闫埠贵笑眯眯地走了进来,脚步却很轻,像一只警惕的猫。
那双藏在镜片后的眼睛,如同最精明的账房先生,不着痕迹地丈量着屋内的每一寸空间,从房梁的高度到地砖的成色,最后落在那宽敞的格局上。
三间大正房,敞亮,气派!
他心中暗暗给出了评价,脸上的笑容也愈发和蔼可亲。
“三大爷,您有事?”
林卫不动声色,将他的小动作尽收眼底。
“也没什么大事。”
闫埠贵自顾自地在八仙桌旁找了条板凳坐下,呷了一口滚烫的茶水,发出一声满足的咂嘴声,这才慢条斯理地将茶缸放在桌上,摆足了长辈的谱。
“小卫啊,你现在也是大人了,一个人撑起一个家,不容易啊。”
他的声音抑扬顿挫,带着小学老师特有的说教口吻。
“咱们这四合院,人多,嘴杂,人心也复杂。你一个年轻人,没个长辈在旁边指点着,很容易吃亏的。”
林卫心头冷笑,来了。
这位院里头一号的“算盘大仙”,人称“阎老西”的闫埠贵,终于按捺不住,亲自登门了。
果然,闫埠贵身体微微前倾,压低了声音,图穷匕见。
“你看这样行不行。以后呢,你每个月,就孝敬我两块钱,再给我拿三斤棒子面。”
他伸出两根手指,比划了一下。
“我呢,就在这院里罩着你,教你怎么为人处世,保准没人敢再欺负你。怎么样?三大爷这可是掏心窝子地为你好啊!”
两块钱!三斤棒子面!
在这个普通工人一个月工资才二十几块的年代,这笔钱足够一个三口之家小半个月的嚼用了。

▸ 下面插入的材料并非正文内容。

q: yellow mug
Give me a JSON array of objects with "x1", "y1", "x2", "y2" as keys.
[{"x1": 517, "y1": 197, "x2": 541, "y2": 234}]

这哪里是“指点”,这分明就是明目张胆地来收“保护费”!
林卫几乎要被他这副“我为你着想”的无耻嘴脸给气笑了。
他看着闫埠贵那双闪烁着精光的眼睛,脸上却浮现出一丝恰到好处的“为难”与“憨厚”。
“三大爷,实在是不好意思。”
林卫摇了摇头,声音里透着一股子质朴的窘迫。
“我这人脑子笨,手脚也慢,您那套为人处世的高深学问,我怕是穷尽一生也学不会皮毛,反倒辱没了您的名声。”
他顿了顿,叹了口气,脸上的“愁苦”更浓了。
“再说了,我爹妈留下的抚恤金就那么点儿,我还得攒着娶媳妇呢,实在是抠不出闲钱来孝敬您老人家。您的好意,我心领了,真的,心领了。”
一番话,滴水不漏。
既用自贬的方式堵死了对方继续“教导”的可能,又用“娶媳妇”这个天大的理由哭穷,直接斩断了闫埠贵所有的念想。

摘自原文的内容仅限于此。